Adv. Avi Dubin, Nuri's lawyer, asked the court to delay implementation of the sentence pending the lodging of an appeal. As is common in the Israeli judicial system. As was granted on the same week to a rather famous defendant named Moshe Katsav, who was found guilty of several charges a bit more serious than running a business without a license. But the judge conditioned Nuri's release upon the immediate depositing of 30,000 Shekels in cash, a sum he did not have. On the way to prison he collapsed, and spet some days in Assah Harofeh Hospital - under heavy guard.
How Nuri feels you can read in his own words, in two poems which he wrote inside the walls of Ma'asiyahu Prison and dictated over the phone to Haya Noach, activist of the Negev Coexistence Forum.
Sent to Prison by The Law
The man asked for six days off,
Before seven months in prison undergoing.
I'll grant you this, said the Justice
If 30 000 Shekel you instantly produce!
Otherwise, prison for you and no mercy.
And also 40 000 Shekels
Or 400 more jail days in jail!
Flu and a heart condition,
Bound hand and foot in hospital
Bound to the bed,
Two prison guards for the patient,
With chains and pistols,
No talking, no friends.
Prison doctor and hospital doctor consult
Conclude: back to jail.
There to wait many days
For medicine and treatment.
Stuffy little cell, full of smokers.
This punishment you deserve
Having worked for publics
With no license of municipal government.
Ma'asiyahu Prison, Ramla, January 8, 2011.
People crammed into small cells
Climbing the walls
Good Morning prisoners
Count, count they say
Get up, get counted
Hassan and Sameh stand up
Mohammed and Shlomo are sleeping
Take out red card
Hundreds Shekels fine!
Small cockroaches run
Odor of smoke
Standing on guard
Stand up, the warders count
Prisoners dressed in orange
Guilty, not guilty
Weak, sick or healthy
Everyone, everyone is equal.
.Ma'asiyahu Prison, Ramleh 01/13/2011
Afterwords: Nuri el-Okbi is still at this moment in his Ma'asiyahu cell.

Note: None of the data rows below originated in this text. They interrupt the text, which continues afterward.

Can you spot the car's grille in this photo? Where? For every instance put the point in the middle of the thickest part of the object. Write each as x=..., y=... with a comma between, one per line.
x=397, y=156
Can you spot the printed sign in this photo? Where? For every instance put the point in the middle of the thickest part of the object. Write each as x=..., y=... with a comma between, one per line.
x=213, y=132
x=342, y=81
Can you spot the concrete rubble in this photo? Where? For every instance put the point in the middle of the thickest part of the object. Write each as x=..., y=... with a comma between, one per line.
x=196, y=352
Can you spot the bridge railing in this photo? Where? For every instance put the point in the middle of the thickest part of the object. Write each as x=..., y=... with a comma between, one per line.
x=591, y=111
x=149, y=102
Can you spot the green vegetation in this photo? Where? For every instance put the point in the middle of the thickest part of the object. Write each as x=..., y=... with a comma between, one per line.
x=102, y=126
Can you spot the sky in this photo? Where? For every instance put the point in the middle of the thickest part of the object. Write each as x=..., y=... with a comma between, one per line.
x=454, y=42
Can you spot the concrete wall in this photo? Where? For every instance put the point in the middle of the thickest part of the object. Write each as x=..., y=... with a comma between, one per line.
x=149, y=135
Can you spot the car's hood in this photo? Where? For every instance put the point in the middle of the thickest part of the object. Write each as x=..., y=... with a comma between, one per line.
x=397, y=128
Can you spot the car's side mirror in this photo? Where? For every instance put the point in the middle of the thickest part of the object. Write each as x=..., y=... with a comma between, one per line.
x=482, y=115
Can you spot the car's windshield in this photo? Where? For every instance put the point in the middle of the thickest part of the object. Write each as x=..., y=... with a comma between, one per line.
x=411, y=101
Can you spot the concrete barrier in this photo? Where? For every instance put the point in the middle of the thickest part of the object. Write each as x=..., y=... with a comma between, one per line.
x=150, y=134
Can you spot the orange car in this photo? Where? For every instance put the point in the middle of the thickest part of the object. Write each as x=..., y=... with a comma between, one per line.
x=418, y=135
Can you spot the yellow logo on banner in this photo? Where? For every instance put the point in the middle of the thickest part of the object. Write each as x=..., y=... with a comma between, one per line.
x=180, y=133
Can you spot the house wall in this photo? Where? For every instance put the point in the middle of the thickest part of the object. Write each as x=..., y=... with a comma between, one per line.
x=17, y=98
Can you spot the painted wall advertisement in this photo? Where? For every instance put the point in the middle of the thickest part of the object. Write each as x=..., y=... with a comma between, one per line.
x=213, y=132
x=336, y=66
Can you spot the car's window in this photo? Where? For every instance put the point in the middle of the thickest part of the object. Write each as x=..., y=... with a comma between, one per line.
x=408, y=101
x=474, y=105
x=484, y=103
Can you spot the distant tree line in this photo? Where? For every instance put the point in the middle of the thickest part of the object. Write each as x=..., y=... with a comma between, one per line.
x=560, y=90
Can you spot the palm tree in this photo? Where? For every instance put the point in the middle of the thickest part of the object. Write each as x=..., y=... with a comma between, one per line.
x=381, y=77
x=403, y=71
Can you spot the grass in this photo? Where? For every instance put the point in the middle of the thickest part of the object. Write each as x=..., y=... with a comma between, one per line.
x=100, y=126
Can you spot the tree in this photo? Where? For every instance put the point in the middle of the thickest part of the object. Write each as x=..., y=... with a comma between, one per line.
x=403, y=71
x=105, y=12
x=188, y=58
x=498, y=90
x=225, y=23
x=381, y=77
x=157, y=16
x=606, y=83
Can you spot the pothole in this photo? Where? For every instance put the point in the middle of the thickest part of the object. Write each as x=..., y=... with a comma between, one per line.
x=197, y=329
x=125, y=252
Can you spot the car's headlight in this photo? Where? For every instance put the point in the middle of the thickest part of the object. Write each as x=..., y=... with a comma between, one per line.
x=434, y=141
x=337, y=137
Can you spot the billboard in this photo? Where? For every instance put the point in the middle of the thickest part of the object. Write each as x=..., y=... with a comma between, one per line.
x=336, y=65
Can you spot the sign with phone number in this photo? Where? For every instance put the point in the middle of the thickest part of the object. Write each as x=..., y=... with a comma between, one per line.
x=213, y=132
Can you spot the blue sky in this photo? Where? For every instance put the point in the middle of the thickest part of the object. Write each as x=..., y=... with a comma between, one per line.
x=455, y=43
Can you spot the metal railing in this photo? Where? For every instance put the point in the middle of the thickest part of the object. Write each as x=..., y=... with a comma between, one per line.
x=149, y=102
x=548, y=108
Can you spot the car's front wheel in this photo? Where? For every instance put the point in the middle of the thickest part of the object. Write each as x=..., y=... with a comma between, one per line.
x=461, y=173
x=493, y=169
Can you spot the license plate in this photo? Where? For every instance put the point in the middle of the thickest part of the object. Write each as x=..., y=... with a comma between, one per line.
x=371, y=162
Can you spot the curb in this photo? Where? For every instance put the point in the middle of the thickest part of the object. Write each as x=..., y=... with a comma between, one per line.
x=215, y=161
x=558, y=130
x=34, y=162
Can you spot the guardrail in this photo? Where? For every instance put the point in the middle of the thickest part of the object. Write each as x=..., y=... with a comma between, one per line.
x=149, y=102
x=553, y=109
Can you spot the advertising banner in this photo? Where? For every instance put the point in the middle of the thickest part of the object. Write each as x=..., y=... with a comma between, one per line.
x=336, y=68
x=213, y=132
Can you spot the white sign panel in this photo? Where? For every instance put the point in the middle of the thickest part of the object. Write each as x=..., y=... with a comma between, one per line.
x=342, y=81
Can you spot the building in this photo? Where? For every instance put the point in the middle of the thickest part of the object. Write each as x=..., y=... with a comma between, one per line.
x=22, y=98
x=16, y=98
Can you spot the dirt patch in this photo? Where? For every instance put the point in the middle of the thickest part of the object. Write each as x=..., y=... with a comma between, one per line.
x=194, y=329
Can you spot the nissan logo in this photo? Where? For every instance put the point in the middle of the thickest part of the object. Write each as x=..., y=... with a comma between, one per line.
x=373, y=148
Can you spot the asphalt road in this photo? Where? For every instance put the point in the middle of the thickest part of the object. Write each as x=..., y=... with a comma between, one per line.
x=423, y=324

The first of his appeal will be heard on Monday, January 24, 2011 at 10:00 am before Judge Dr. Eliakim Stoller of the Petach Tikva District Court (20 Hess Street, Petach Tikva).

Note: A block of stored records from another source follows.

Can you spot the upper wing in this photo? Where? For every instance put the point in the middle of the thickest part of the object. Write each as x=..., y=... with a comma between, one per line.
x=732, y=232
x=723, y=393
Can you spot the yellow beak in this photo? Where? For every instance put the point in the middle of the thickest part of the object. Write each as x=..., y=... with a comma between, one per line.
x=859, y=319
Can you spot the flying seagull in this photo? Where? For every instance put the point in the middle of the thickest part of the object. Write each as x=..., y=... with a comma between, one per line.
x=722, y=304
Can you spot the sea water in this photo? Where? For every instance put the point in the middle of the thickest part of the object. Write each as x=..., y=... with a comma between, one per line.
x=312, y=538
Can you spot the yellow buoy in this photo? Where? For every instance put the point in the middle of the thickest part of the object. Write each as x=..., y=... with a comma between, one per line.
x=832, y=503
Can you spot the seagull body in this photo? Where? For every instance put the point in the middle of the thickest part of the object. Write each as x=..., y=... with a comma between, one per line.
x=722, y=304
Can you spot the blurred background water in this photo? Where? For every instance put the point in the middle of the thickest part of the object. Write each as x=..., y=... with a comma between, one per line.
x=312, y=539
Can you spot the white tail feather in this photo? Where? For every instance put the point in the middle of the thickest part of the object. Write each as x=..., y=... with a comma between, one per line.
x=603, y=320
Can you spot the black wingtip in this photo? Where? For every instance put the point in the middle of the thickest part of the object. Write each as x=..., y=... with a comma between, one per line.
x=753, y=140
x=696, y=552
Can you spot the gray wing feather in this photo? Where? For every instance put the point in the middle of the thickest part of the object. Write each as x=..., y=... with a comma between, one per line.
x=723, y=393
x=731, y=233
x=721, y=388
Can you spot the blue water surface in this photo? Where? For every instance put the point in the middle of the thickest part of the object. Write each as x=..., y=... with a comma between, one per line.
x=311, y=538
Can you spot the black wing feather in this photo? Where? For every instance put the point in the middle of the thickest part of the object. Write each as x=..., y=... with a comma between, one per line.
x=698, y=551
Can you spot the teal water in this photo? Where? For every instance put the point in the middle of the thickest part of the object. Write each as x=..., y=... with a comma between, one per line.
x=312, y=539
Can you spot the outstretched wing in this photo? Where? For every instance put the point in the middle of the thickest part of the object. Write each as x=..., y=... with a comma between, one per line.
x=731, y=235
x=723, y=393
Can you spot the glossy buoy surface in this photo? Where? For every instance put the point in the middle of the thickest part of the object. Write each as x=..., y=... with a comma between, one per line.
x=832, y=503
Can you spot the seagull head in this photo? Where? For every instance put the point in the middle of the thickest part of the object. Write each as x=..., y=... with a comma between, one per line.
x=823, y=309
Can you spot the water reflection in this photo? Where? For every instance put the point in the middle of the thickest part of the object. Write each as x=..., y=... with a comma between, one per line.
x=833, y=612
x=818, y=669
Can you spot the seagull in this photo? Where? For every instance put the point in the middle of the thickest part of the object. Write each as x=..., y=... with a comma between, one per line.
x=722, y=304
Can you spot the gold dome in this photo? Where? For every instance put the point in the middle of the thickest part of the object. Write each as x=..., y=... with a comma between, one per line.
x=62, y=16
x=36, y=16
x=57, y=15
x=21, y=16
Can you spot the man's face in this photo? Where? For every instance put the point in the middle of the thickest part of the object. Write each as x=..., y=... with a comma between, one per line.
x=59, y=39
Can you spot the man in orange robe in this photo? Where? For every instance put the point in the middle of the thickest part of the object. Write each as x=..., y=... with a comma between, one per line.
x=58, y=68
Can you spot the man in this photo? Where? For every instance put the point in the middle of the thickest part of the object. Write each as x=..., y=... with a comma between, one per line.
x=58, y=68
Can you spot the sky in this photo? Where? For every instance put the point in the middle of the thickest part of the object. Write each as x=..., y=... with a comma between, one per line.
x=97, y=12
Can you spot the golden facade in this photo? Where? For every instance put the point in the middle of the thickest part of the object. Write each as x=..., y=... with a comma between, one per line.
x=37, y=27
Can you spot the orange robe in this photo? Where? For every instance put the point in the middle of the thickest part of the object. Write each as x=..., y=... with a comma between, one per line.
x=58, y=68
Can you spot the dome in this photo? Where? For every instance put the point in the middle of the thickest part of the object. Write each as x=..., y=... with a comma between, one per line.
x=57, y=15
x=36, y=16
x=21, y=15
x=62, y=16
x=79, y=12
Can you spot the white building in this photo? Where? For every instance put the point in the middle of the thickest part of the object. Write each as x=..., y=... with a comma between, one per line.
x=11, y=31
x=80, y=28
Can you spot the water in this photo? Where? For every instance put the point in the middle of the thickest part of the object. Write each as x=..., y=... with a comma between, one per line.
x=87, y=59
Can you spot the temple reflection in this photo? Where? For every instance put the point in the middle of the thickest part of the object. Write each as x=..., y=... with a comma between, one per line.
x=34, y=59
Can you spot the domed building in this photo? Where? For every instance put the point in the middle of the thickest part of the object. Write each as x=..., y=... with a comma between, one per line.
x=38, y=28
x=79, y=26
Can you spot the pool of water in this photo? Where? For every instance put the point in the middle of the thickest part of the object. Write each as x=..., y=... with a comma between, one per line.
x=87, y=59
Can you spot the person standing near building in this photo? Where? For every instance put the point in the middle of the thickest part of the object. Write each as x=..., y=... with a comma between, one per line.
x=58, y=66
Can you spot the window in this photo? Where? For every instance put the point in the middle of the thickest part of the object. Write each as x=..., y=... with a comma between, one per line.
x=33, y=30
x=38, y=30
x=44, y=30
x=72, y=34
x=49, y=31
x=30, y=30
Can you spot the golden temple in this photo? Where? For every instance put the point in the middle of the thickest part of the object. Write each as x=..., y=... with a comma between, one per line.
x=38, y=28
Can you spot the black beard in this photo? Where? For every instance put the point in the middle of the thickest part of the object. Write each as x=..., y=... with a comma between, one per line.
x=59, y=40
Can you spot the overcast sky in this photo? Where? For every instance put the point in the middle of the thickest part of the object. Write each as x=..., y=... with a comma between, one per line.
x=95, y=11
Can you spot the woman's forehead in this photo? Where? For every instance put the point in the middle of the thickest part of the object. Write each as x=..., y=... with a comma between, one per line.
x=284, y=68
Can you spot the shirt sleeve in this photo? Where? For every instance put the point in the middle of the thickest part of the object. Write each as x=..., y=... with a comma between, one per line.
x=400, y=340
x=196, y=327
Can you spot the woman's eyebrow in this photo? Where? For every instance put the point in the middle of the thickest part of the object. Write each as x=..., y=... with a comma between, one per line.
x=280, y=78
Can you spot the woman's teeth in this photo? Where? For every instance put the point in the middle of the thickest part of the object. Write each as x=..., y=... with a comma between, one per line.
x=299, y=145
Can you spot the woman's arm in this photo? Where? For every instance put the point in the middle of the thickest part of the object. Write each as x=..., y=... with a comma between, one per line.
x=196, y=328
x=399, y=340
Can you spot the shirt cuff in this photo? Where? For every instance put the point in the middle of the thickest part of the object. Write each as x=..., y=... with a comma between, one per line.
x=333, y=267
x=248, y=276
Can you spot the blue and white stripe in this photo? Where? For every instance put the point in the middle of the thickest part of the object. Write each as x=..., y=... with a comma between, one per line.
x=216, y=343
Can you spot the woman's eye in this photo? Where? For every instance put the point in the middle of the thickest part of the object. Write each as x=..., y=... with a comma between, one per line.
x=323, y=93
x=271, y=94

Meanwhile, Nuri's friends and well wishers managed to convince him to let the sum of 30,000 Shekels set by the court could be deposited and his release pending the appeal be gained. Nuri only consented after being completely convinced that the money would only be deposited temporarily, pending the end of the judicial proceedings, and be eventually returned to its owners.
Those willing to participate in raising the bail needed for the release of Nuri el-Okbi are asked to contact Yoav at +972-(0)522-673467, firstname.lastname@example.org.
This afternoon, after having already started writing this blog, Nuri called me from the pay phone in the prison courtyard with an urgent request: "Please call the Animal Welfare Hotline on my behalf. Here in Wing Two of Ma'asiyahu Prison there is among the buildings a wounded little cat. I feed him and do what I can for him, but he needs to be taken to the vet."